The outlet mall had a Nieman Marcus Last Call, and I saw some interesting things there. I was at a Nordstrom Rack today and found a few AE, but not in my size. There were also a few Robert Talbott ties, but nothing I liked. For now, these stores and Saks Off Fifth seem like the place to go for actual good clothes at a discount. Unfortunately, the thrift stores in my area have mostly junk.


----------



## AshScache (Feb 4, 2013)

frosejr said:


> I will buck the trend and stick up for the dress shirts from the Brooks Brothers outlets. It so happens that their mainline shirt in 18-36 is a touch too short in the arm length, and the 18-37 is a touch too long. Their 346 18-36/7 is right on target. Also the fronts have seven buttons instead of six, and a wrist button. I know the no-wrist-button is a signature BB thing, but I don't care for it, I like the wrist opening closed. I couldn't tell a difference between the fabric on the mainline shirts I used to have, and the 346 shirts I have now. Also, on their very best sales, like Black Friday, you can buy them for $39.90. Great price + correct fit + nice details = happy customer.


I'll second that--in no-iron, I can't tell the difference between my 346 and 1818 shirts.....


----------



## AshScache (Feb 4, 2013)

Vincent3 said:


> I read that outlet malls are usually located far from cities so that people will feel that they should buy a lot to make the drive worthwhile. Of course, they're also unlikely to drive all the way back to return their purchases.
> 
> My first thought about 346 was that I should judge each item on its merit, not its line. I've had my 346 polos for a few years, and they look like they'll last several more. If I find something else that looks like its worthy of the BB name and is at the right price, I'll probably buy it.
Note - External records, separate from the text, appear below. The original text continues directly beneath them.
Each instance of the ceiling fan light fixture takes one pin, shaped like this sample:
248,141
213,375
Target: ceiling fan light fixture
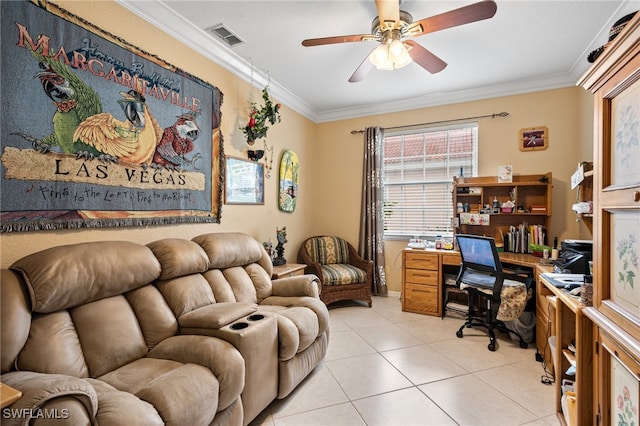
390,56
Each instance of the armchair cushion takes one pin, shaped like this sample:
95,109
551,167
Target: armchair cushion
340,273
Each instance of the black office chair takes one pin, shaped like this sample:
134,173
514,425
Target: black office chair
487,284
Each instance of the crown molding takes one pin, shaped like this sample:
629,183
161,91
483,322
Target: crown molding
166,19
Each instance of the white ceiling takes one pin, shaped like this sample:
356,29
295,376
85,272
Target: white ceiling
529,45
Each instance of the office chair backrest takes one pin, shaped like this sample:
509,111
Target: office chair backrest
479,253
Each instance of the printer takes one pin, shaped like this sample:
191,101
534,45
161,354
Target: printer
574,257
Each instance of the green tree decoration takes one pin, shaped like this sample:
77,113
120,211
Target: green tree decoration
259,118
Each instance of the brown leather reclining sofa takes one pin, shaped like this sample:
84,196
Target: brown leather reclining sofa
179,332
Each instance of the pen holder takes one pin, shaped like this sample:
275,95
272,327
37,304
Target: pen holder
586,291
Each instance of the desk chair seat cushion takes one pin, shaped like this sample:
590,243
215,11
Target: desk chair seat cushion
513,298
340,273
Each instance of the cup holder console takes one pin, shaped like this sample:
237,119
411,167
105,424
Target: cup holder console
255,317
241,325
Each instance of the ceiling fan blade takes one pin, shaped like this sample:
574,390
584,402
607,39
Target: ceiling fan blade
337,39
453,18
425,58
388,11
362,70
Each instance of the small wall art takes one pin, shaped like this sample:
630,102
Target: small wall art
505,174
244,182
533,138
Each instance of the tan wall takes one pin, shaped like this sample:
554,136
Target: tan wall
294,132
567,113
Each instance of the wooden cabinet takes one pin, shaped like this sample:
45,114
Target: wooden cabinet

From what I saw yesterday, I don't expect that to happen very often.
> 
> The outlet mall had a Nieman Marcus Last Call, and I saw some interesting things there. I was at a Nordstrom Rack today and found a few AE, but not in my size. There were also a few Robert Talbott ties, but nothing I liked. For now, these stores and Saks Off Fifth seem like the place to go for actual good clothes at a discount. Unfortunately, the thrift stores in my area have mostly junk.


+1 for Nordstrom Rack. I've found a bunch of good stuff there in the past.


----------



## 32rollandrock (May 1, 2008)

AshScache said:


> +1 for Nordstrom Rack. I've found a bunch of good stuff there in the past.


I wouldn't consider the Rack an outlet, but I suppose that it is. I've also found great stuff there, but it's true mainline stuff by AE, Church's, Canali, RL, etc. I was distinguishing between stuff made specifically for outlets. I like 346 bow ties.


----------



## Patrick06790 (Apr 10, 2005)

Re: comments above

I once got a couple of very nice repp ties at the J Crew store at the Lee, Mass. mall. Indistinguishable from much more expensive ties. $10 each. 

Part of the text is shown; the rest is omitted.